To prevent potential problems in the future when this month will be reported as the hottest in 1000 years, I would suggest that the title ” Its only weather department ” is expanded as ” Its only weather and raw data department”. What we are seeing here is only the weather and the raw data in the northern hemisphere. Except for the a few days this month, the southern hemisphere spring has been cooler than usual based on raw data.

Michael
December 21, 2009 3:49 pm

jmt (14:19:21) : Wrote
“Why is there virtually no coverage of the dozens of people that have frozen to death in eastern Europe?”
The price of freedom always has to be paid in blood. The body count will be high on both sides.

Gail Combs
December 21, 2009 3:55 pm

jmt (14:19:21) :
Why is there virtually no coverage of the dozens of people that have frozen to death in eastern Europe?
REPLY:
Because only deaths caused by heat count and are newsworthy. TPTB do not want to spook the chicken littles.

North of 43 south of 44
December 21, 2009 3:55 pm

Folks, John is correct about the links embedded in the text they are pointing to 2006 pics not 2009.

John Egan
December 21, 2009 4:03 pm

Hello ???
I know what I am talking about.
There’s no snow in Burlington, Colorado or throughout most of the High Plains.
Here’s a Colorado DOT webcam image from this afternoon.
Not a bit of snow.
http://i82.photobucket.com/albums/j270/JohnnyGunn/BurlingtonWebcam20091221.jpg
The linked map is titled –
“Scaled Snow Precipitation
24-Hour Total Ending 2006-12-21” with an 06 following
It’s 2006.
Here’s the correct image – –
http://i82.photobucket.com/albums/j270/JohnnyGunn/Snow_precip_24hr_2009122105_Nationa.jpg
And if you look at the initial map –
You will also see that the High Plains are snow free.
<<>>
I live out here.
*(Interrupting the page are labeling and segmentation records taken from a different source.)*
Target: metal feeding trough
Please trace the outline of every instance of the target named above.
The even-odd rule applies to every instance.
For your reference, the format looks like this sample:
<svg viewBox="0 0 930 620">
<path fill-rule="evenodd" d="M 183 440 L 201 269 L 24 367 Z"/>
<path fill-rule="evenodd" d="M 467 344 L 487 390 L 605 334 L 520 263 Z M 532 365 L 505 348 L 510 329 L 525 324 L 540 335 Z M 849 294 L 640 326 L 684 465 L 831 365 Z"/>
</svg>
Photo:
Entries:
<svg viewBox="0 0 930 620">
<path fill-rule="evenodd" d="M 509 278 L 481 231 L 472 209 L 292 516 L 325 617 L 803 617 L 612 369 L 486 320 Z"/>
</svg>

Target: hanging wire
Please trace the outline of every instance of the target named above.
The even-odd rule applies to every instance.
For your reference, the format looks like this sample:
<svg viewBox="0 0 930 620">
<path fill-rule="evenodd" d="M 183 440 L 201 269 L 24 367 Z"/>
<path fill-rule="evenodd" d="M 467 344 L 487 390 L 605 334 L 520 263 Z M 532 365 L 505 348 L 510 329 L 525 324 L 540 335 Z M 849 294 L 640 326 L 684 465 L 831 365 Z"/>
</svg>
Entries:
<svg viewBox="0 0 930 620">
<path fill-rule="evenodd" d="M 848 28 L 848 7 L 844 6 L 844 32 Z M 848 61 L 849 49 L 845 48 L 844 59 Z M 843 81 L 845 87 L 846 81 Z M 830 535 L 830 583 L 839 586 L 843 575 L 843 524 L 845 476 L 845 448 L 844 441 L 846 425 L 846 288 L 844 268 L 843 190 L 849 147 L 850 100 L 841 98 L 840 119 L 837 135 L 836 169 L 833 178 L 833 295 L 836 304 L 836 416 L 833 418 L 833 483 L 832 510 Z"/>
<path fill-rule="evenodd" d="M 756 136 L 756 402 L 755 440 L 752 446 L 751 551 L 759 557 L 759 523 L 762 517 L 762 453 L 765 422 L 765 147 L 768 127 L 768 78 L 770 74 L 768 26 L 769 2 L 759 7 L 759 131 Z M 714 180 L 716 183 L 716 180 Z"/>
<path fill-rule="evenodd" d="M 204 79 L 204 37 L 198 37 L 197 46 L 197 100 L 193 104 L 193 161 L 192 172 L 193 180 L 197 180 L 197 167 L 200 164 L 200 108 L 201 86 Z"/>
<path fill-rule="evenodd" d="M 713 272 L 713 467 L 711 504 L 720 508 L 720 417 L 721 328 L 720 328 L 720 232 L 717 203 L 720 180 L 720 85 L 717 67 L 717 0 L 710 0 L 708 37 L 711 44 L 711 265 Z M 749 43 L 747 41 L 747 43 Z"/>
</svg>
I know.
It was cold last week – but generally dry.
It’s been quite warm this week.
That is characteristic of the High Plains.
In fact – the Western Plains are generally warmer than the Eastern Plains.
And there is often a snow-free zone just east of the Rockies.
It’s no major issue –
Just a mistake.

Richard
December 21, 2009 4:06 pm
MJ
December 21, 2009 4:06 pm

American Polar Bears are breathing a sigh of relief.

Gail Combs
December 21, 2009 4:07 pm

Galen Haugh (15:12:23) :
During a glacial epoch, the earth doesn’t cool down overall, it has accentuated temperature gradients–the equatorial regions get hotter while the poles get colder. As you can imagine, such a temperature regime is going to set up some very wild weather across the globe. And rather than having a massive block of ice move slowly down from the north, I think it’s more likely that the winter’s snows simply fail to melt one spring because of insufficient irradiance, …..”
Part of the problem is a much WETTER winter causing more snow and an increase in the snow pack that accumulates year to year as well as shorter cooler summers…… It has been a very wet winter here in NC. I am ankle deep in mud and ice and can not leave the porch without boots. I left NH/MA to get away from shoveling snow so instead I am stuck shoveling 8 tons of gravel in to the driveway potholes to get the vehicles out …

Leon Brozyna
December 21, 2009 4:14 pm

All that snow and travel woes. But look on the bright side — “The storm shut down the federal government in Washington DC.”

Michael
December 21, 2009 4:15 pm

Report on the Weather Channel; over 80 people froze to death in Europe. That’s what happens when you don’t prepare for global cooling.